Не получив от меня ответа – впрочем, он и не ждал его, “прекраснейший из штабс-капитанов” безнадежно махнул рукой.

– А князь Зарницын, представьте, так на Варуссе и не объявился. Ему тетка, оказывается, выгодную невесту сыскала, обженила скоренько, и по такому случаю от передовой его избавили. Ловко!

Сообщил я Сашеньке об этом. Преподнес в виде курьеза, словно анекдотец. А мой Бельский, гляжу, огорчился не на шутку.

“Как же он мог так поступить?” – вырвалось у него.

“Штука нередкая, – ответил я. – Это прежде мы службу за честь почитали, а теперь война не про всех существует”.

Тут Бельский взорвался:

“Да провались она к чертям, ваша война! Будто в мире и нет больше никакой радости, как только сокрушать врагов престол-отечества?”

“Да не во врагах дело, Сашенька, – говорю я в некоторой оторопи. – Даже если нет никаких врагов, наша служба есть опора ержавы… Мы ведь иначе жить не умеем. Нас таковскими Бог создал. Тут уж кому на балах выплясывать, а кому в гарнизоне торчать и отстреливать плоскорожих разбойников…”

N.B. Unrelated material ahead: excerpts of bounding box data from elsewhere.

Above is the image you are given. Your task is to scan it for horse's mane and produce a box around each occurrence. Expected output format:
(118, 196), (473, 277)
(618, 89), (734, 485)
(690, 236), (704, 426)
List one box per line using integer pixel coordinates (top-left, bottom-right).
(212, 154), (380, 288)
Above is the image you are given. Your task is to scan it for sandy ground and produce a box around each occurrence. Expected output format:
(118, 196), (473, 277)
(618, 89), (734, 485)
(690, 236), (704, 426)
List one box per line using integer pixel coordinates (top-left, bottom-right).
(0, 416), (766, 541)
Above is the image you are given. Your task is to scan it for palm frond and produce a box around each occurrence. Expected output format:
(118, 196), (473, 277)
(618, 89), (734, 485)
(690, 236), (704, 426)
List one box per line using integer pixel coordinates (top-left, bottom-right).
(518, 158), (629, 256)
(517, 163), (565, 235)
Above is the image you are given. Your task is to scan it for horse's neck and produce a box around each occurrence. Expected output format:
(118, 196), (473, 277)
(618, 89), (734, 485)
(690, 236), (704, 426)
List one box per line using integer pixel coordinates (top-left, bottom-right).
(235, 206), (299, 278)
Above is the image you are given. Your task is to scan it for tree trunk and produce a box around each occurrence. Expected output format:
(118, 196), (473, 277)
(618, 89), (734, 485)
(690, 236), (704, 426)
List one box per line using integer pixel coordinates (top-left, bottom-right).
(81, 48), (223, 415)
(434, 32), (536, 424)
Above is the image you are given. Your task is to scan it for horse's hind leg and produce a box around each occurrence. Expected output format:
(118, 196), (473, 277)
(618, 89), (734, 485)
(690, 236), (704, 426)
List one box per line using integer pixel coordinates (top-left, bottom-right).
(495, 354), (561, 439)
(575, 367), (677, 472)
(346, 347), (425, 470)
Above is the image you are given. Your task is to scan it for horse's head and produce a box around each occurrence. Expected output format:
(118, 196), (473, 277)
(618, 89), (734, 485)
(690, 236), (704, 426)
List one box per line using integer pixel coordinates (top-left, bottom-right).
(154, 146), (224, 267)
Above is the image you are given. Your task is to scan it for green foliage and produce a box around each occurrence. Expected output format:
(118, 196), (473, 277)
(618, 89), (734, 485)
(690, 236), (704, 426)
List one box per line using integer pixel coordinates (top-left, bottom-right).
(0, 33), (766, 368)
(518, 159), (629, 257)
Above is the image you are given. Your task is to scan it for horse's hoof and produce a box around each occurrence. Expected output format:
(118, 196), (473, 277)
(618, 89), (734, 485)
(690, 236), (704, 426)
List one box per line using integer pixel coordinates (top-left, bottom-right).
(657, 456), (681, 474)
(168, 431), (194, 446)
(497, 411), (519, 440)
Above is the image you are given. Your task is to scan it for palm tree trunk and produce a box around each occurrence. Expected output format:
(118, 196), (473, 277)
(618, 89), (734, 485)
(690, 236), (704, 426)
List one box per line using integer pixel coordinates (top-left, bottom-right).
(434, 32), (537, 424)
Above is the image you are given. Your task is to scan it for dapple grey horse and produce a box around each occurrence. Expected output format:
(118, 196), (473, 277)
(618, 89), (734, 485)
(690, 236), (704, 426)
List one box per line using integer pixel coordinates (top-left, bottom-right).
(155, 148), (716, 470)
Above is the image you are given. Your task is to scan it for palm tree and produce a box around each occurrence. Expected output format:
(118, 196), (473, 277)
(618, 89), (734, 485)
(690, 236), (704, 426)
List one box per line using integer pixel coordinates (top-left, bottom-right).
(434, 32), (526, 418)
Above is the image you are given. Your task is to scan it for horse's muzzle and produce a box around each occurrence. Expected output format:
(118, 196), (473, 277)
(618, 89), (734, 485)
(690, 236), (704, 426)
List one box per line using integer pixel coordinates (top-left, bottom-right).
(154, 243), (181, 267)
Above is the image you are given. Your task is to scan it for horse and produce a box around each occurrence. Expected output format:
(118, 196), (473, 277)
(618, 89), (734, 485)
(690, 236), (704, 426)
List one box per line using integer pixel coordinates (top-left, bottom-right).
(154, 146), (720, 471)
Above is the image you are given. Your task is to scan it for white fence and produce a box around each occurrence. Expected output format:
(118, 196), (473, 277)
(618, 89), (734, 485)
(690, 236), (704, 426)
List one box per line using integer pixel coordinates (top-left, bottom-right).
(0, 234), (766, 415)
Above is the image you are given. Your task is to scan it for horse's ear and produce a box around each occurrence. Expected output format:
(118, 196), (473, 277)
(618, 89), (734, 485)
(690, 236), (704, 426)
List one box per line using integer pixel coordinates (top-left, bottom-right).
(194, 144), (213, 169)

Бельский меня не слушает. В глазах у него натуральные молнии сверкают. А я недоумеваю – в чем дело? И что, по большому счету, дался Сашеньке этот князь? Или позавидовал счастливому жребию?

Назавтра после этого отпросился Бельский у меня в двухдневный отпуск. А уж назад не вернулся…

Ну, было мне и по фуражке, и по бумажке: и лично начальство распекало, и приказ вышел – и пенсию мне отодвинули, и на три месяца с дополнительного довольствия весь полк сняли… Словом, хватило.